Consider a graph $$G$$ of $$N$$ vertices and $$M$$ edges, and assume $$G$$ has typical complex network properties: it is not necessarily connected, but it has a high clustering coefficient and a giant connected component with low average distance.

Now, consider a graph $$G'$$ defined as the sub-graph of $$G$$ induced by a randomly chosen set of $$n$$ vertices. Let us denote by $$m$$ its number of edges.

• Is $$G'$$ likely to have the typical properties of an Erdős–Rényi random graph?

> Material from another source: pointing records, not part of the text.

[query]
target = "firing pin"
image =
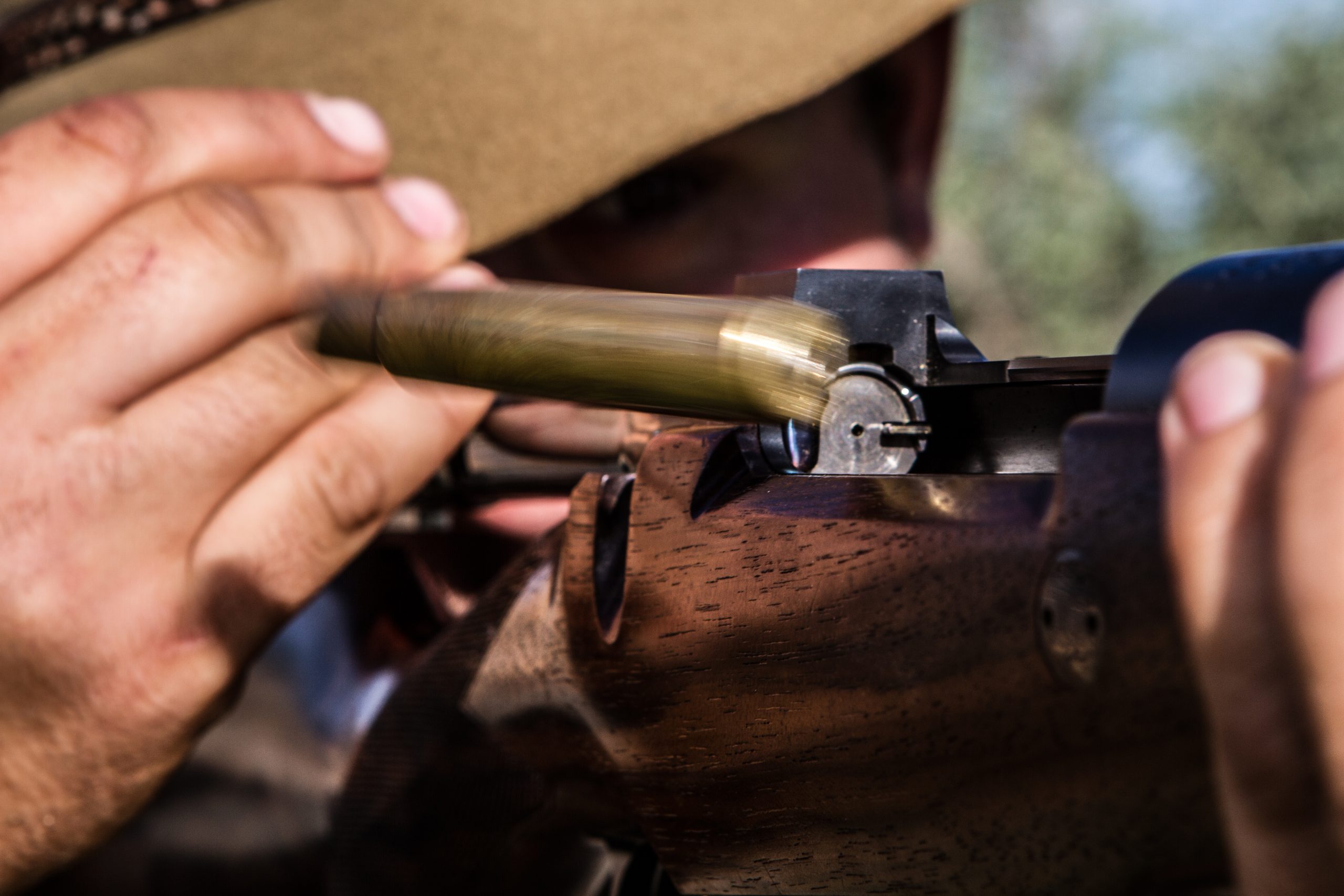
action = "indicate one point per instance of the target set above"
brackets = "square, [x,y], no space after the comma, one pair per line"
[734,359]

• What is the expected value of $$m$$?

Thank you.

• If the graph is complete then any random subgraph is complete. If the graph is a cycle (path) and $n$ is small enough then the subgraph will be empty with positive probability. Commented Dec 15, 2020 at 0:55
• I didn't mention, but the graph G is in fact a real-world graph (citation graph), which is not connected, so it is not complete. Commented Dec 15, 2020 at 1:16
• My intention was to show that, as formulated, the question does not make sense. Commented Dec 15, 2020 at 1:36
• It is now less understandable. There is no such thing as real world graph. The other properties hold in a complete graph. Commented Dec 15, 2020 at 21:28
• It would be interesting to know examples of non-real world graphs. Commented Dec 18, 2020 at 4:39

I fear the question is difficult in its general form: the answer will strongly depends on the assumptions we make regarding the initial graph, and on how we choose $$n$$.

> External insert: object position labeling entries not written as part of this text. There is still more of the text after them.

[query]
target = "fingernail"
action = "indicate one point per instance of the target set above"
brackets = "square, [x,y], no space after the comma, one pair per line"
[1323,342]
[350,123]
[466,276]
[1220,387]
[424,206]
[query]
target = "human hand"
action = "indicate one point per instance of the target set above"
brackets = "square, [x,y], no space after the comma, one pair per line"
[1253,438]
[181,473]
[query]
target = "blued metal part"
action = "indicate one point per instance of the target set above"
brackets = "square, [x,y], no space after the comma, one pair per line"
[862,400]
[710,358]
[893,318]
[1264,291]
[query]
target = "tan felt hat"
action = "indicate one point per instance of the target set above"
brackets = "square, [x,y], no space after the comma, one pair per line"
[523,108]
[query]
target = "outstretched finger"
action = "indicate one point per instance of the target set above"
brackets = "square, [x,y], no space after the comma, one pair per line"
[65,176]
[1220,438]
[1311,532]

As noticed by @dodd, in particular, the sampling applied to a complete graph will lead to a complete sub-graph. Likewise, an initially empty graph will lead to an empty sub-graph.

But I guess we should assume a sparse graph with high clustering coefficient. The low average distance is not a very significant property.

If $$n$$ is large, close to $$N$$, then we only remove some nodes, and so we may expect a sub-graph with large clustering coefficient too.

If $$n$$ is low, far from $$N$$, then the nodes we choose have a high probability of not being linked together, since the graph is sparse, and we may end with an almost empty graph. It may then be similar to an ER graph with only few edges.

To go further, I think we have to study the probability to sample several neighbours of a same node, since they have a high probability to be linked together (clustering coefficient). To evaluate this, I suggest we look at the degree distribution of the initial graph, and at its degree-clustering correlations.

I think it's all I can say without additional information.